Tanzania Takes Top Financial Inclusion Spot in Africa

Tanzania leads in Africa in the provision of the most conducive environment for financial inclusion, thanks to the bold policy approach by the Central Bank to allow non-banking institutions to provide financial services.

According to Bank of Tanzania (BoT) Governor, Professor Beno Ndulu, Tanzania has taken the top spot for financial inclusion in sub-Saharan Africa.

It is also ranked number 6th globally for providing the most conducive environment for financial inclusion as evaluated by the Intelligence Unit of the Economist through their Global Microscopic Surveys conducted in 2014 and 2015.

“In 2005, we were ranked number six among 55 countries in the world, leading all other African countries,” he said in his opening remarks of a workshop on financial inclusion jointly organised in Dar es Salaam yesterday by the Central Bank and the World Bank.

He attributed the glowing success to a bold approach taken by the Central Bank to support innovation by allowing non-banking institutions to provide financial services in the country which boosted financial inclusion.

According to Finscope survey of 2013, financial services had reached to 76 per cent of the population by 2013 from 44 per cent in 2009 largely due to introduction of agent banking and the entry of mobile telephone companies in provision of financial services.

Global Microscopic surveys show financial inclusion depth in Tanzania has deepened as a broad spectrum of institutions including banks, businesses, non-bank financial institutions and non-governmental organisations (NGOs) have all made successful attempts to reach out to and incorporate underserved and excluded members of the public through non-traditional channels aimed at expanding financial offerings.

After surpassing financial inclusion targets of 2014, the Central Bank has set new targets of achieving usage of formal financial services under the National Financial Inclusion Framework (NFIF 2014/17) of having 80 per cent of adult population using a financial access point.

The Monetary Statement of the first half of the 2015/16 fiscal year also shows that BoT is targeting to have at least 70 per cent of the population living within five kilometres of a financial access point by 2017.

However, a World Bank consultant said despite the impressive achievements in expanding financial inclusion in the country, there was still a challenge to bridge widening income and gender gaps.

Dorothe Singer, a consultant in the Finance and Private Sector Research Team of the Development Research Group at the World Bank said in a presentation that global findex data showed account penetration had increased in all groups but important gaps still remained, especially between men and women and the rich and the poor.

She said 40 per cent of adults had accounts by 2014 up from 17 per cent in 2011 but income gap had increased to 26 per cent by 2014 from 16 per cent in 2011. She said gender gap had increased to eleven per cent in 2014 from seven per cent in 2011.

Twenty one per cent of adults have a mobile money account, compared to seven per cent only of adults with account at a financial institution.

According to her only 12 per cent of adults have both types of accounts, she said.
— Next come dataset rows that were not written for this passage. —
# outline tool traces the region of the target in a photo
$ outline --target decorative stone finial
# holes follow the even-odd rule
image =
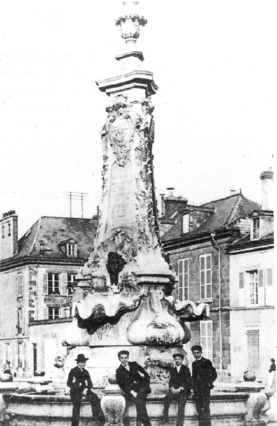
[[[123,1],[124,12],[116,19],[115,24],[120,25],[121,36],[126,43],[136,43],[139,38],[140,26],[147,24],[147,19],[137,11],[138,1]]]

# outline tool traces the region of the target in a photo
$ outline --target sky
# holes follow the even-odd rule
[[[19,235],[69,216],[69,191],[101,201],[100,129],[124,41],[118,0],[0,1],[0,215]],[[202,204],[239,191],[261,200],[276,145],[276,2],[144,0],[139,39],[155,105],[156,194]],[[80,217],[74,201],[72,215]]]

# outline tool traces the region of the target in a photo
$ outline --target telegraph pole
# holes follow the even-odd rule
[[[72,217],[72,200],[79,200],[81,201],[81,214],[82,214],[82,219],[84,217],[84,200],[86,200],[87,198],[87,193],[86,192],[66,192],[65,196],[66,198],[69,199],[69,211],[70,211],[70,217]]]

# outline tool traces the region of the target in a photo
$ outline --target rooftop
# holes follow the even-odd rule
[[[17,254],[4,259],[0,265],[26,257],[66,259],[68,256],[63,245],[68,242],[77,244],[75,258],[86,259],[93,249],[97,223],[96,217],[40,217],[18,241]]]
[[[200,206],[187,206],[190,213],[201,212],[203,208],[209,208],[210,212],[203,217],[202,223],[191,232],[183,233],[182,214],[176,217],[175,225],[162,237],[163,241],[177,238],[193,237],[202,233],[211,233],[231,226],[239,218],[251,215],[259,209],[259,204],[247,199],[243,194],[232,194],[225,198],[210,201]],[[208,210],[208,209],[207,209]]]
Mobile money accounts in Tanzania so far do not disproportionally reach adults traditionally excluded from the formal financial sector such as the poor men and women.
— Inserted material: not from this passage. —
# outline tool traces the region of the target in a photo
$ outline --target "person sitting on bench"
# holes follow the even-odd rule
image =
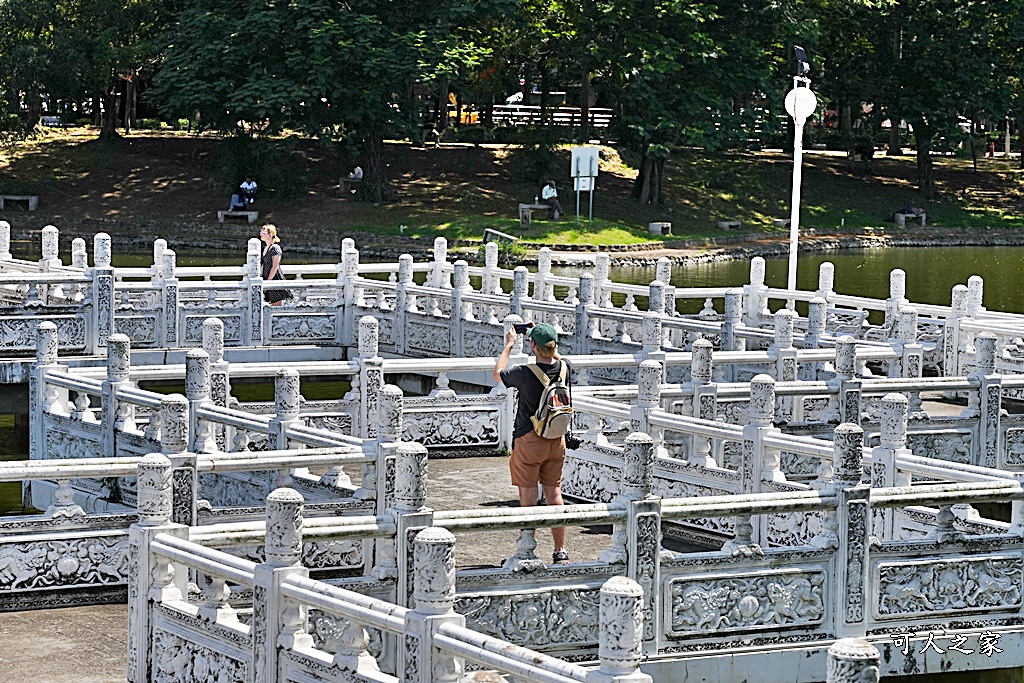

The data show further that slightly below 20 per cent of men and women had accounts with financial institutions. Twenty four per cent of adult males had mobile money account compared to 17 per cent only for women.

Eleven per cent of the poorest had accounts in financial institutions compared to 24 per cent of the richest by 2014, while 13 per cent of the poorest had mobile money accounts compared to 26 per cent of the richest.
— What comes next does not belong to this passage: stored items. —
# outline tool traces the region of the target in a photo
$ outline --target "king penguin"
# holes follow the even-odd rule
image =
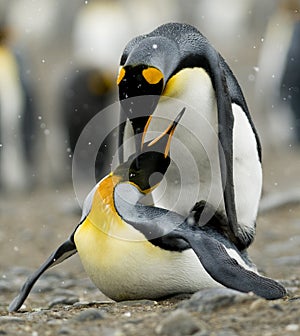
[[[157,299],[221,285],[267,299],[286,294],[279,283],[257,274],[247,254],[212,226],[202,229],[175,212],[139,202],[170,165],[170,142],[183,113],[161,135],[144,143],[138,156],[93,188],[80,224],[29,276],[10,312],[22,306],[48,268],[76,252],[94,284],[116,301]]]
[[[173,142],[166,189],[163,197],[153,193],[154,204],[187,216],[195,203],[208,202],[227,217],[231,241],[239,250],[247,248],[255,237],[261,196],[261,146],[243,92],[223,57],[195,27],[167,23],[127,44],[117,84],[120,117],[126,120],[119,146],[135,136],[133,146],[125,144],[120,151],[121,162],[140,150],[147,129],[162,131],[164,119],[174,119],[174,104],[187,108],[184,127],[176,131],[184,147]],[[185,162],[180,171],[176,157]],[[176,203],[182,176],[183,197]]]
The consultant said only nine per cent of Tanzanians receive wages and about half of those receive it directly into their accounts.

In developing economies, 27 per cent of adults receive a wage and 41 per cent of those receive it through their accounts. In high income OECD countries 52 per cent of adults receive wages with 86 per cent of them receiving the wages through their accounts.

Tanzania, Kenya and Uganda are the only developing countries with a significant share of agricultural payment into an account.

About 52 per cent of adults in Tanzania receive payments for sale of agricultural products, where as 13 per cent of them receive the payments through their accounts and 12 per cent of them receive the payments through mobile money accounts.

In Tanzania 14 per cent of adults pay utility bills and one third of them make such payments digitally with virtually all of them making the payments through mobile phones.

She said the data showed 57 per cent of adults send or receive domestic remittances and about half of them do so using an account and another 20 per cent send or receive domestic remittances over the counter.

It is not surprising that the most common mode of sending or receiving domestic remittances is through mobile phones, either through a mobile money account or a mobile over the counter transaction, she said.